Daiyu regarda de nouveau la liste, puis, riant, elle tira Tanchun à part et chuchota : « Regarde un peu, pour peindre un tableau, il faut toutes ces jarres et ces caisses ! Il est bien sot ; il a dû écrire aussi sa liste de dot ! » Tanchun poussa un « hé ! » et rit sans pouvoir s’arrêter, puis dit : « Sœur Bao, pourquoi ne lui pince-tu pas les lèvres ? Demande-lui donc ce qu’elle invente sur toi. » Baochai rit : « Inutile de demander, la gueule d’un chien ne produit pas de l’ivoire ! » Tout en parlant, elle s’avança, poussa Daiyu sur le lit de repos, et s’apprêta à lui pincer les joues.
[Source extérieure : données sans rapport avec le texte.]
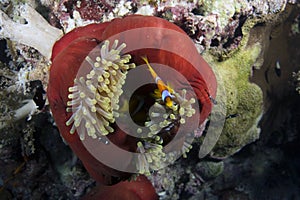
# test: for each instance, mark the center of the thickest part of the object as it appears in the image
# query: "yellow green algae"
(243, 99)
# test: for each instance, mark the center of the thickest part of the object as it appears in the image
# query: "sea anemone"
(90, 69)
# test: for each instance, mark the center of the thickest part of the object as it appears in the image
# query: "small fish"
(277, 69)
(164, 91)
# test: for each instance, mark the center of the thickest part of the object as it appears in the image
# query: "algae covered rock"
(241, 100)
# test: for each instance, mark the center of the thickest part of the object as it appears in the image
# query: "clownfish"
(164, 91)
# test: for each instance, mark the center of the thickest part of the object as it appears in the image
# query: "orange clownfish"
(164, 91)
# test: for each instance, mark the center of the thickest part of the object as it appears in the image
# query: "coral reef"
(237, 38)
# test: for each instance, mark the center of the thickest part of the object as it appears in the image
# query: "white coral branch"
(26, 110)
(36, 33)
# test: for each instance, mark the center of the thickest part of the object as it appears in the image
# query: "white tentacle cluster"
(94, 97)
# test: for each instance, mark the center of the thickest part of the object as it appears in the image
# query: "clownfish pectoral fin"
(157, 94)
(169, 88)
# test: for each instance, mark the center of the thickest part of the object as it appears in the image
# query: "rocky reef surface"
(252, 47)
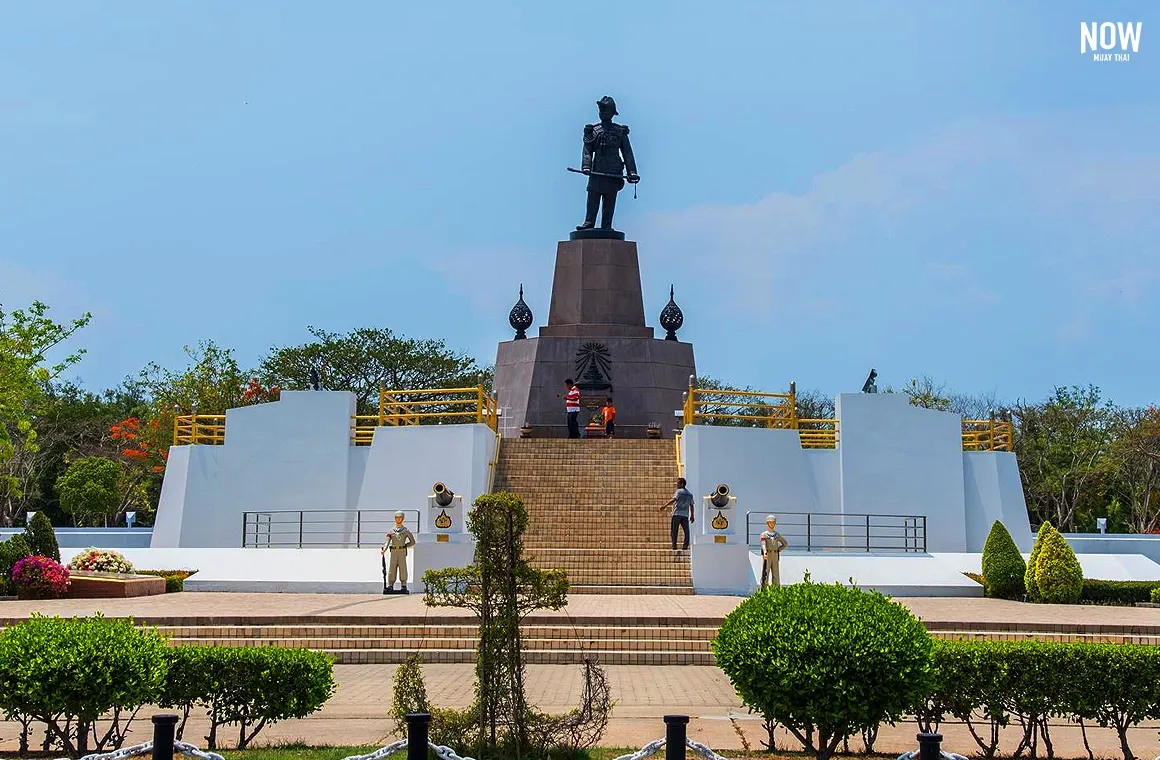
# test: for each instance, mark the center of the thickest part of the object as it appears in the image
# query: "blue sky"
(944, 189)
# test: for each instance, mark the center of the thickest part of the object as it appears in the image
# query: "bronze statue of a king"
(607, 154)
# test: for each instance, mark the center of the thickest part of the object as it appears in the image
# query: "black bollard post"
(418, 723)
(164, 730)
(675, 726)
(929, 746)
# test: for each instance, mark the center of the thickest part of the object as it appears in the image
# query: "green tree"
(91, 490)
(1029, 585)
(368, 360)
(1063, 448)
(1136, 467)
(1002, 564)
(42, 538)
(825, 661)
(27, 338)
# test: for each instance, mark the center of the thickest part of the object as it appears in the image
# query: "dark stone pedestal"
(596, 335)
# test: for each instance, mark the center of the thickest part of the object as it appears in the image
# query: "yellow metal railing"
(198, 429)
(818, 434)
(440, 405)
(725, 407)
(987, 435)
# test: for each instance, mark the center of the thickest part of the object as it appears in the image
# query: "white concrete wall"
(93, 537)
(405, 462)
(994, 491)
(296, 455)
(900, 460)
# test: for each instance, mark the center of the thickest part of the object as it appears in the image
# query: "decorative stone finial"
(671, 317)
(520, 318)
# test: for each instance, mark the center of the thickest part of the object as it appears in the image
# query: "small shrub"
(1058, 576)
(248, 687)
(1002, 565)
(42, 538)
(825, 661)
(71, 673)
(41, 577)
(11, 552)
(101, 561)
(1117, 592)
(1032, 588)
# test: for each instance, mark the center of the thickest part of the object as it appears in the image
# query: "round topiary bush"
(1058, 576)
(1032, 588)
(1003, 569)
(825, 661)
(101, 561)
(38, 577)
Daiyu, riant, la supplia vite : « Bonne sœur, épargne-moi ! Pín’er est jeune, elle ne sait que parler sans mesurer ses paroles ; que ta sœur aînée m’instruise. Si ma sœur ne me pardonne pas, à qui d’autre demander ? » Les autres, ne comprenant pas le sous-entendu, rirent et dirent : « Elle fait vraiment pitié, même nous, nous avons le cœur attendri ; pardonne-lui. » Baochai, qui ne faisait que jouer avec elle, s’arrêta soudain en l’entendant faire allusion à ses lectures de livres interdits, et ne put continuer à se battre ; elle la relâcha. Daiyu rit : « C’est bien ma sœur aînée ; moi, je n’aurais jamais pardonné. » Baochai, riant, la montra du doigt : « Il n’est pas étonnant que la vieille dame t’aime, et que tous t’aiment pour ton esprit ; aujourd’hui, moi aussi, je t’aime beaucoup. Viens ici, je vais te recoiffer les cheveux. » Daiyu se tourna en effet, et Baochai lui lissa les cheveux de la main. Baoyu, debout à côté, la trouva encore plus belle, et regretta de ne pas avoir laissé ses mèches tomber sur les tempes pour qu’elle les lisse à son tour. Tandis qu’il était perdu dans ces pensées, Baochai dit : « C’est écrit ; demain, va le rapporter à la vieille dame. Si nous avons déjà ces choses chez nous, tant mieux ; sinon, prends de l’argent pour les acheter, et je vous aiderai à les préparer. » Baoyu rangea vite la liste.

Tout le monde causa encore un moment. Après le dîner, ils allèrent saluer la vieille dame. La vieille dame n’avait pas été gravement malade ; elle était seulement fatiguée et avait pris un peu froid. Après s’être reposée un jour et avoir pris une dose de médecine pour se réchauffer, elle allait mieux le soir. On ne sait ce qui se passa le lendemain ; pour le savoir, écoutez la prochaine explication.